The position vectors, r km, and the velocity vectors, v km/h, of two boats at a certain time are given by ...
Boat A:at 10:00 am rA=6i+10j vA=8i–2j
Boat B:at 10:30 am rB=8i+5j vB=4i+j
... determine the time at which boat B should head out so that the two boats do collide.
If A starts at time 0, and B starts at time k,
(6+8t)i + (10-2t)j = (8+4(t-k-1/2))i + (5+(t-k-1/2))j
so,
6+8t = 8+4(t-k-1/2)
10-2t = 5+t-k-1/2
(k,t) = (-11/8,11/8)
B had to leave at 10:00 - 1:122:30 = 8:37:30
At t=11/8 = 11:22:30, both boats are at (17,7.25)
To determine the time at which boat B should head out so that the two boats collide, we need to calculate their positions at different times and see when they coincide.
First, let's consider boat A's position after B has set out. Let's assume boat B sets out at time t hours. Therefore, at time t = 0, boat A will be at position rA = 6i + 10j.
Now, let's calculate the position of boat A at time t = 0.5 hours (10:00 am + 0.5 hours = 10:30 am). Using the velocity vector vA = 8i - 2j, we can calculate the displacement vector dA = vA * (t = 0.5).
dA = (8i - 2j) * (0.5) = 4i - j
Adding this displacement to the initial position of boat A, we get:
rA' = rA + dA = (6i + 10j) + (4i - j) = 10i + 9j
Now, let's calculate the position of boat B at time t = 0.5 hours using the same method. The initial position of boat B is rB = 8i + 5j, and the velocity vector is vB = 4i + j.

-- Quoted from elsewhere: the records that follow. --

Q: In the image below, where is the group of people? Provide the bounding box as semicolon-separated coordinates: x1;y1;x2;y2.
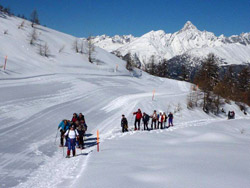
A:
58;113;87;158
121;109;174;132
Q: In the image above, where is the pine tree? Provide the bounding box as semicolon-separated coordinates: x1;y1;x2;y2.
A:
30;9;40;27
195;54;219;113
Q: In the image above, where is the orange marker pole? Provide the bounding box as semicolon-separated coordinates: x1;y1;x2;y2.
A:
3;56;8;70
96;130;99;152
152;89;155;101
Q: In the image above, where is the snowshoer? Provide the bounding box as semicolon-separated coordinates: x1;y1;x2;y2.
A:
58;119;70;147
121;114;128;133
168;112;174;127
71;113;78;123
142;112;149;130
133;109;142;131
64;125;79;158
77;121;87;149
162;112;168;129
157;112;163;129
151;110;157;130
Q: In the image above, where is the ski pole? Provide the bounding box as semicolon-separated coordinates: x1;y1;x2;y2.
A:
63;140;64;157
55;130;58;145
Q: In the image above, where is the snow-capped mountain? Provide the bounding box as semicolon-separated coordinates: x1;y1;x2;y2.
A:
93;21;250;65
93;35;136;52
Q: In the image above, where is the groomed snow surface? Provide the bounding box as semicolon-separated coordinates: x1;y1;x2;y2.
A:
0;14;250;188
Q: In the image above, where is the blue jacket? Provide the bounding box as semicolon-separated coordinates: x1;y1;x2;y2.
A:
58;121;70;131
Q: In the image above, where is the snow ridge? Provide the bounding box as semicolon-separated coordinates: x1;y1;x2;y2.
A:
92;21;250;65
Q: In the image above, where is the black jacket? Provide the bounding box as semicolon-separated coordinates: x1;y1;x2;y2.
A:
121;117;128;127
142;114;149;122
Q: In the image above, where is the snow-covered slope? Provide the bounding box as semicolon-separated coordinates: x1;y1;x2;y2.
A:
93;21;250;64
0;13;129;78
93;35;136;52
0;13;250;188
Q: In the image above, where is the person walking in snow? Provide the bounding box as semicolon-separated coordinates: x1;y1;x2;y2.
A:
163;112;168;129
151;110;157;130
142;112;150;130
64;125;79;158
133;109;142;131
168;112;174;127
77;120;87;149
71;113;78;123
157;112;163;129
78;113;85;123
121;114;128;133
58;119;70;147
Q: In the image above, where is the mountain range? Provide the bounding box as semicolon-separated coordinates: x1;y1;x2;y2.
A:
93;21;250;67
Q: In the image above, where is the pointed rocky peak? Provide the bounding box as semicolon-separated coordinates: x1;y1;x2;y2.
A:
181;21;197;31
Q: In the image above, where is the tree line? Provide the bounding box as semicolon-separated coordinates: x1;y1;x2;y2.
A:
126;53;250;114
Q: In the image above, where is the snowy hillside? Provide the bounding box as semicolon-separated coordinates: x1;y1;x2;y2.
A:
0;13;129;78
92;21;250;65
93;35;136;52
0;13;250;188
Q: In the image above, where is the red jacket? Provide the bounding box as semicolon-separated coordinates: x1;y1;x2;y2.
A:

Using vB = 4i + j, we calculate the displacement vector dB = vB * (t = 0.5):
dB = (4i + j) * (0.5) = 2i + 0.5j
Adding this displacement to the initial position of boat B, we get:
rB' = rB + dB = (8i + 5j) + (2i + 0.5j) = 10i + 5.5j
The positions of the two boats at time t = 0.5 hours are rA' = 10i + 9j and rB' = 10i + 5.5j, respectively.
For the two boats to collide, their positions need to be the same. Therefore, we can equate the x and y components of their positions:
10i + 9j = 10i + 5.5j
By comparing the x-components and y-components separately, we get:
10 = 10
9 = 5.5
Since the y-components are not equal, the two boats will never collide. Therefore, there is no specific time at which boat B should head out to collide with boat A.
To determine the time at which the two boats collide, we need to find the time when their position vectors are equal.
The position vector of Boat A at a certain time t is given by rA = 6i + 10j, where i and j represent the unit vectors for the x and y directions respectively. The position vector of Boat B at a certain time t is given by rB = 8i + 5j.
We can set up two equations using the x and y components of the position vectors:
Equation 1: 6 + 8t = 8 (for the x component)
Equation 2: 10 + 5t = 5 (for the y component)
To solve for t, we can solve these two equations simultaneously.
Equation 1 simplifies to:
8t = 2
t = 2/8
t = 1/4
Equation 2 simplifies to:
5t = -5
t = -5/5
t = -1
Since time cannot be negative, we disregard the negative value of t. Therefore, the time at which Boat B should head out so that the two boats collide is t = 1/4 hour or 15 minutes.
So, Boat B should head out 15 minutes (or at 10:15 am) after Boat A.